FUNDING AND DISCLOSURE

This work was supported by the National Institute on Drug Abuse (NIDA) (K24 DA017899, 1R03DA027456-01, K02DA031750 to RTM; K12DA00167, JH; P20 DA027844 to RTM, MNP, and REC), the National Institute of Mental Health (NIMH; T32 MH019961 to DM/RTM), NARSAD Young Investigator Award Grant (M132018 to DM), the Yale PET Center, and the Yale Center for Clinical Investigation (YCCI) Pilot Projects Utilizing Core Technologies. This work was also made possible by CTSA Grant Number UL1 TR000142 from the National Center for Advancing Translational Science (NCATS), a component of the National Institutes of Health (NIH).

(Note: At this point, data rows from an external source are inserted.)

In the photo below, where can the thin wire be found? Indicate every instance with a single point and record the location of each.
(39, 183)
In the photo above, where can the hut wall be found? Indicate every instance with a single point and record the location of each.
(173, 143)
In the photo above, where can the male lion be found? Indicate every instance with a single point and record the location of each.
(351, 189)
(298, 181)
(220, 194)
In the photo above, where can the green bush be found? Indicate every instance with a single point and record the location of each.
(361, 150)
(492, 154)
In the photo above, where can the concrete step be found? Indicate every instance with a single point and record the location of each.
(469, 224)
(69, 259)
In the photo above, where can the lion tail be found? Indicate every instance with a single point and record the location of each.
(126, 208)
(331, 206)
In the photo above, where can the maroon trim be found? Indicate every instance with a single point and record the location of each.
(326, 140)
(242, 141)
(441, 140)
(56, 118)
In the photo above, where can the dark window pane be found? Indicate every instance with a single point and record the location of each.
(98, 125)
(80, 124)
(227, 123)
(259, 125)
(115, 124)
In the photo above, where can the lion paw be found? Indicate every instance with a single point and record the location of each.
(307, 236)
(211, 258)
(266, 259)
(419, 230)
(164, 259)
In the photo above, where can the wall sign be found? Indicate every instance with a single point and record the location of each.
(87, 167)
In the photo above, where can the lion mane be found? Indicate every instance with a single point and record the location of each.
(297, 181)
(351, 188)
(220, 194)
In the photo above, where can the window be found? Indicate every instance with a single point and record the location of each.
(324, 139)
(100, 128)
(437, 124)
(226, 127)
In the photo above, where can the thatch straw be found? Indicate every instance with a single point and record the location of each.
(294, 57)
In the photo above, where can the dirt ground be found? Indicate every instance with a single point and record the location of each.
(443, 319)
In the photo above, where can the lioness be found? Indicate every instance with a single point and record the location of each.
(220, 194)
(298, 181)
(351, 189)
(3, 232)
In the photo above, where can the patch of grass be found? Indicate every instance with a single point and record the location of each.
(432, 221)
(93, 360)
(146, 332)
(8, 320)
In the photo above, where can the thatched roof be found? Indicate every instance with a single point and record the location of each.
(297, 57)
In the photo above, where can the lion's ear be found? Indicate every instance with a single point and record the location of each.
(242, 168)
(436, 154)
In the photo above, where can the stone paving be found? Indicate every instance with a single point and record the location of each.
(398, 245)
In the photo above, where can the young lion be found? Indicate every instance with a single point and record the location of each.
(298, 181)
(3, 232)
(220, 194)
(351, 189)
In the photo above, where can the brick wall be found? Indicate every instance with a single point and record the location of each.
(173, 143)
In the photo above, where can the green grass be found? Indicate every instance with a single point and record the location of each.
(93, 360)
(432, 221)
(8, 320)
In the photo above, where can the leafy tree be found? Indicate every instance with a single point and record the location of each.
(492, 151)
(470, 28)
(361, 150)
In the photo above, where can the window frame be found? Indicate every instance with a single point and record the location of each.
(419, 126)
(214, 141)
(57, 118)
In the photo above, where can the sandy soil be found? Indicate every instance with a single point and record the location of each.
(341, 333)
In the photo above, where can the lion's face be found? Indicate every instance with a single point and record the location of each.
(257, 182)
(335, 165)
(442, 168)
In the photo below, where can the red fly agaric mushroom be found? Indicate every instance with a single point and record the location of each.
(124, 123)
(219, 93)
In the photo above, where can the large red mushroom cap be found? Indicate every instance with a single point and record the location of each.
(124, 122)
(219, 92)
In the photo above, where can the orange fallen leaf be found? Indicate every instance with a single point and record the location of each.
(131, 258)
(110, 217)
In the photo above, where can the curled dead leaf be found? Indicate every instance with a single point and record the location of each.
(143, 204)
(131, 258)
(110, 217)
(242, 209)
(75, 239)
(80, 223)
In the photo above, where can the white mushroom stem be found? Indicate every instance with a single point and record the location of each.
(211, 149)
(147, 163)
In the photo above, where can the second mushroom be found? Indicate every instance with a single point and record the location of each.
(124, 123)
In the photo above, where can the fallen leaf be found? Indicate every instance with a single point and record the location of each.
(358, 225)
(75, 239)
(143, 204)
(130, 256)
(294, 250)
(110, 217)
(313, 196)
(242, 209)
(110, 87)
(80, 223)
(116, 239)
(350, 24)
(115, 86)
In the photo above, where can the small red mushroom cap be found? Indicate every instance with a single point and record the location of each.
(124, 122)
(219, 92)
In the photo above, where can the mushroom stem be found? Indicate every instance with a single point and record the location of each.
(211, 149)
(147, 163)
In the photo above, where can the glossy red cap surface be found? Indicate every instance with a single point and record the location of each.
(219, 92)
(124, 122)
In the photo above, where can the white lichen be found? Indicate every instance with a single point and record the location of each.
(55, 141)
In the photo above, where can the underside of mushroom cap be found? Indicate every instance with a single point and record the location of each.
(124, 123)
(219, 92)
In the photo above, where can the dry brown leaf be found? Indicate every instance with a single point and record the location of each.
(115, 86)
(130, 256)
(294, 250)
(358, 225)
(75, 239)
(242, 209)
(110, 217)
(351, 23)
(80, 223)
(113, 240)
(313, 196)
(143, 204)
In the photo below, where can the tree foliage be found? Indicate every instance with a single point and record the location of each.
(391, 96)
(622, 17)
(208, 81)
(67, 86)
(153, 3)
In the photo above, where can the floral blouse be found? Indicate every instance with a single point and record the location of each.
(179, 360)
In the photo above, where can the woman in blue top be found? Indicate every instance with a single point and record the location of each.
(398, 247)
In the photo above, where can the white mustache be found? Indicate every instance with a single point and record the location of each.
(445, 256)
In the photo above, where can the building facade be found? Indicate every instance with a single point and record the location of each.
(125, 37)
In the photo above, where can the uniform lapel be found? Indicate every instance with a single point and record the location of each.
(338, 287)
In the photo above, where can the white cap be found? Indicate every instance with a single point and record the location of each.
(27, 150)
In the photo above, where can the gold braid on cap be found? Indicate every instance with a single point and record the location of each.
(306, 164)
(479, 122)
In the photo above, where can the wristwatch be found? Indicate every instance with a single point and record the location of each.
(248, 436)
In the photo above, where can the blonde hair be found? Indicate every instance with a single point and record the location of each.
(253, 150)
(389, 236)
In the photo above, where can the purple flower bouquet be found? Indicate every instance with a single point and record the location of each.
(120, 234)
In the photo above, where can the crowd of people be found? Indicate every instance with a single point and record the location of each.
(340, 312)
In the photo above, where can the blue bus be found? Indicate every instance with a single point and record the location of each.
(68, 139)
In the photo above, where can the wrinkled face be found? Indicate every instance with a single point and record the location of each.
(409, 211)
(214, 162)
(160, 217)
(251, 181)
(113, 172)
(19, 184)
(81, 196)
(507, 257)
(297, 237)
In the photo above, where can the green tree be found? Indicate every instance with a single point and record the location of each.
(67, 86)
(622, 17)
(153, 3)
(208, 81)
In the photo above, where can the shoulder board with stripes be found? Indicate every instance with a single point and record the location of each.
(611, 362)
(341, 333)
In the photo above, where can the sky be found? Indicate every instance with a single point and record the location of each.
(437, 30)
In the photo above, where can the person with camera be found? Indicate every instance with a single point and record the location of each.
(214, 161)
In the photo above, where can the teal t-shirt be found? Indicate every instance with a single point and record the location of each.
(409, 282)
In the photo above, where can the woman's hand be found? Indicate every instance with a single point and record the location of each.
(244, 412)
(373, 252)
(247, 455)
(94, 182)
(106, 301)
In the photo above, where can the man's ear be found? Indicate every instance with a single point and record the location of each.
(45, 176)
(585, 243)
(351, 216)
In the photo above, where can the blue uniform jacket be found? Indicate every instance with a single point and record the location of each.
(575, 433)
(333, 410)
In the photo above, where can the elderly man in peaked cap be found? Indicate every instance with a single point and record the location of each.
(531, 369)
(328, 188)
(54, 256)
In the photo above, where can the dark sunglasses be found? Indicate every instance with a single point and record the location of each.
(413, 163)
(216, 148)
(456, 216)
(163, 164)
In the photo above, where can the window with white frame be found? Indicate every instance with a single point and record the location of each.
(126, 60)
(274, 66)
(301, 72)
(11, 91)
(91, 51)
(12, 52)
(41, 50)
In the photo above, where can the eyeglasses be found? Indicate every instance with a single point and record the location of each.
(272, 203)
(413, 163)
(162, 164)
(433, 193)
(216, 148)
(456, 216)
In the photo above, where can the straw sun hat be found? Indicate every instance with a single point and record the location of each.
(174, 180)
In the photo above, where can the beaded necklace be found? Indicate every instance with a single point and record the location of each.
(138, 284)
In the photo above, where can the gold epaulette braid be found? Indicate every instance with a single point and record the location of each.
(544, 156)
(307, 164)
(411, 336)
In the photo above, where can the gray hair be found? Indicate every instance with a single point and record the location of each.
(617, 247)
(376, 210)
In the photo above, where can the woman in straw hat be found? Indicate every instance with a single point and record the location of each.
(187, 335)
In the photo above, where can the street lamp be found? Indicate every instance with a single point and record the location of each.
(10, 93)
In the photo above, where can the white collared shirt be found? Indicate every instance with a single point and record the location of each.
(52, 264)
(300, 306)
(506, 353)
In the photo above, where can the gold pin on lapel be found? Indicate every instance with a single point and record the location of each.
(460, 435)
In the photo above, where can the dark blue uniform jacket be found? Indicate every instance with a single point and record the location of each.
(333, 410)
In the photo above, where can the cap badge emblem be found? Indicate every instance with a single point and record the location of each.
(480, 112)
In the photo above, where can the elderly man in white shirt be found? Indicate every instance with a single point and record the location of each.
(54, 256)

MNP has received financial support or compensation for the following: MNP has been consulted for and advised Lundbeck, Ironwood, Shire, INSYS, Lakelight Therapeutics and Rivermend Health; has received research support from the National Institutes of Health, Veteran’s Administration, Mohegan Sun Casino, the National Center for Responsible Gaming, and Pfizer; has participated in surveys, mailings or telephone consultations related to drug addiction, impulse control disorders or other health topics; has consulted for gambling entities, law offices and the federal public defender’s office in issues related to impulse control disorders; provides clinical care in the Connecticut Department of Mental Health and Addiction Services Problem Gambling Services Program; has performed grant reviews for the National Institutes of Health and other agencies; has edited journals; has given academic lectures in grand rounds, CME events, and other clinical or scientific venues; and has written books or book chapters for publishers of mental health texts. The remaining authors declare no conflict of interest.